In Conversation with Samuel Fosso

In Conversation with Samuel Fosso

Posted in Photography

Self-portraiture is by definition about image and identity. With his various series of self-portraits, Samuel Fosso has devoted his career to embody important historical figures. He reflects on the imagery and the symbols that accompany public figures, highlighting their outfits and surroundings that convey an atmosphere of power. In doing so, he forces the viewer to question the relation between power and politics, and understand its origin.

Samuel Fosso is one of the most renowned artists working in Africa today. He was born in 1962, in Kumba, Cameroon, near the border with Biafra in Nigeria. In 1972, he moved from Nigeria to Bangui, Central African Republic in order to escape the Biafran War. He briefly worked as an assistant photographer before running his own photography studio during his adolescence. There, he would dress up in fashionable outfits and deck himself out with props to take self-portraits after work.

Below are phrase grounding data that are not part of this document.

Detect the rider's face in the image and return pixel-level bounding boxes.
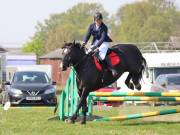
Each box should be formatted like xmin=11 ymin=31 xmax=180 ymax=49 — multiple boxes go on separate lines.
xmin=95 ymin=19 xmax=102 ymax=26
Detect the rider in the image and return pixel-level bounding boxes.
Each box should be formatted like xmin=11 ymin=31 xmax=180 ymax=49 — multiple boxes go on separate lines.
xmin=82 ymin=12 xmax=117 ymax=76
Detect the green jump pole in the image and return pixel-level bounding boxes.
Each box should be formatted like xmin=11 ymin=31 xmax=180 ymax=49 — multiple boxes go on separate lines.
xmin=59 ymin=90 xmax=65 ymax=120
xmin=92 ymin=96 xmax=180 ymax=101
xmin=59 ymin=67 xmax=79 ymax=120
xmin=90 ymin=91 xmax=180 ymax=97
xmin=87 ymin=95 xmax=93 ymax=115
xmin=71 ymin=68 xmax=78 ymax=116
xmin=96 ymin=108 xmax=180 ymax=121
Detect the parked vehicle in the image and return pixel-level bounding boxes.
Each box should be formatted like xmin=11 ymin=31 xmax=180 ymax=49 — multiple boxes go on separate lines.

Fosso’s body of work is a collection of powerful photographic images on which he is wearing different disguises. In the series African Spirits (2008), he paid tribute to historical icons such as Haile Selassie, Kwame Nkrumah, Malcolm X, Martin Luther King, and Angela Davis, among many others. In Dream of My Grandfather (2003), he is dressed in traditional Igbo attire, as a reincarnation of his grandfather, or as a traditional healer in realization of a career that his grandfather had wished for him.

In Emperor of Africa (2013), Fosso examines political agendas and cultural arenas by imitating Mao Zedong in a series of visually stunning photographs. There is a fine line between the straight-faced insouciance with which he clothes himself in the identity of an ‘other’ and the revolutionary subtext implicit in these magisterial images.